I’m going to start this first post in my first blog (a post where I WILL explain what this blog is about) by writing about a couple of bad days I had last week — the week before my self-dubbed Year of Living Non-Judgmentally.
Twice within the last week, I felt bad about myself and judged many things about the way I am. I felt shame about what I call “hubris” (that is, the hope or belief that I matter to the world and to others). I also spent hours playing a mindless computer game (Peggle, for any fellow mindless computer game enthusiasts out there) as a way to self-soothe and to try to feel better. But that didn’t work. I just felt worse.
During these bad days, I seemed to be playing Peggle compulsively as a way to avoid doing some things that I Should Be Doing, including (1) working on the book that I had finally gathered enough hubris to start writing last August, (2) finding out more details about how to start, write, and share a blog, and (3) figuring out ways to celebrate A Big Birthday, coming up fast in February. But I didn’t want to work on any of these tasks. When I forced myself to think about them, I couldn’t come up with any ideas I liked.
The few ideas that occurred to me seemed inadequate. Problems, concerns, anxieties, and even possible disasters were foremost in my mind, like these: How am I going to make sense of all the disorganized stuff I’ve been writing for my book? How can I — who seems to know less about blogs than anybody else I know — learn enough to begin writing and sharing by January 1? How can I celebrate my birthday in ways that are meaningful and fun for me and also for the people in my life (that is, won’t insult, inconvenience, or otherwise bother them)?
And, this was the Big, Painful Thought that kept occurring to me: Who Did I think I Was — that a blog, book, or birthday of mine would be worthwhile or matter to others?
So I had a couple of bad days last week, in a typical, very familiar way. That is, I felt paralyzed, shameful, and negative about the past and the future. Also, I felt embarrassed and confused about how great I had been feeling during some recent good days, where I had felt confident, hopeful, pleased with the way things had been going where I work, grateful for the people in my life, and lucky and thankful for what I had.
Going through this series of “bad” days and “good” days over the last week has brought up, again, a lesson I keep learning these days. (The book I’m writing has the working title of “AFOG: Another F***ing Opportunity for Growth”, and this lesson is A Very Important F***ing Opportunity for Growth, apparently.)

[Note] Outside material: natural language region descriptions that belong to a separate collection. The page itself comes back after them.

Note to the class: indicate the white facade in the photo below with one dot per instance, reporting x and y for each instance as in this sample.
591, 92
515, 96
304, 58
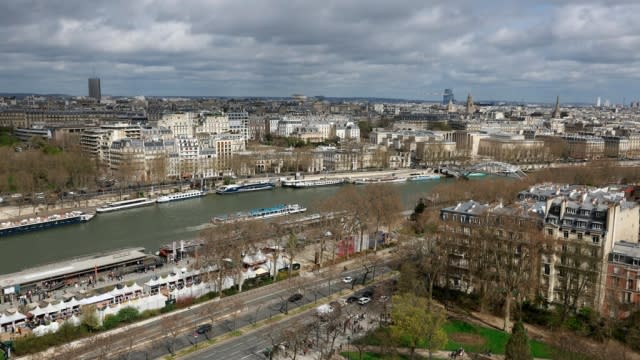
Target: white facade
180, 124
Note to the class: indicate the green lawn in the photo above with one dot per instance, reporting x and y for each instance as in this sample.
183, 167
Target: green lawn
375, 356
482, 338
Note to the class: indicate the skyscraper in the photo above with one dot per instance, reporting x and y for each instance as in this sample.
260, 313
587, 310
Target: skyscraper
94, 88
448, 97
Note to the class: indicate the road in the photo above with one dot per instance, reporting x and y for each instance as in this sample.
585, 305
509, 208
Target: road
252, 345
154, 338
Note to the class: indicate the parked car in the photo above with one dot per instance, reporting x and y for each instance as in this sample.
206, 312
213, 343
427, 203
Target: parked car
352, 299
364, 300
202, 329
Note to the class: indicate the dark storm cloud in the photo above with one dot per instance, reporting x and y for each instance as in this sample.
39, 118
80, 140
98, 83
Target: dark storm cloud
404, 48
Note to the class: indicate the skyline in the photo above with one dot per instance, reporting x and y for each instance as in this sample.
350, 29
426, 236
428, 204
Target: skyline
409, 50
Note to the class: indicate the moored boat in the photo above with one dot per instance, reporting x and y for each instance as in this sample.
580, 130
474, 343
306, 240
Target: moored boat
238, 188
299, 184
38, 223
380, 180
125, 204
423, 176
262, 213
189, 194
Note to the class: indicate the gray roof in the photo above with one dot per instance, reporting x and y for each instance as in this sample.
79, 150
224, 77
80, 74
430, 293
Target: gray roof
626, 248
48, 271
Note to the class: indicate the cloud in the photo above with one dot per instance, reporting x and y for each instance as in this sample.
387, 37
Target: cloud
404, 48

And here is the lesson: When I am having a bad (hopeless, judgmental, depressed, whatever-you-want-to-call-it) day, I WILL come out the other side, AND I will have gifts (ideas, knowledge, wisdom, solutions) that I can use. (Among the gifts I got this past week were some things to write here, in this first post of my first blog.)
I forget this wonderful lesson — which I’ve encountered hundreds of times, it seems — EVERY TIME I’m having a bad day. I just can’t see that another side exists, when I’m immersed in the shame, judgment, and confusion of the bad times.
I’ve been working really hard lately trying to remember this lesson, as well other things that help. Indeed, another possible title for my book is “Doing More of What Helps and Less of What Doesn’t Helps” and that — in a nutshell — is one way I see the process of growing and healing, for myself and others.
So here it comes, folks. Why I’m Writing This Blog. It’s simply this: I’ve learned that Judgment Doesn’t Help, and Letting Go of Judgment Does Help.
What do I mean by judgment? Judgment is that oh-so-human way of thinking where we focus on what should be, rather than what is. It’s when we focus on outcomes rather than on process or journey. Since I’m human, I’m not going to stop judging this year (or ever). The Year of Living Non-Judgmentally is an ideal, an unreachable heaven of a goal, a wonderful reach that will exceed my grasp (I’m quoting Robert Browning, a poet I love).
The best I can do in the year ahead is to notice when I’m having judgmental thoughts and to gently let go of them. The more I let go of judgments or regrets about what’s happened in the past as well as judgments or anxieties about the future, the more I can be present to what’s going on RIGHT NOW (including the possible joy and beauty in this moment).
Now, I know this blog has taken a turn for the gloopy (my son and my bofyriend sometimes use that word about me), but, honestly, there’s no way to talk about letting go of judgment without sounding gloopy, schmaltzy, New-Age-y or (insert your own adjective here if you’re not crazy about this kind of stuff). Yes, there’s gloopiness ahead in future posts, but also — I hope — some humor, insight, and other ways to engage you, dear reader, as the year unfolds.
So I hope you can join me along the way, in My Year of Living Non-Judgmentally.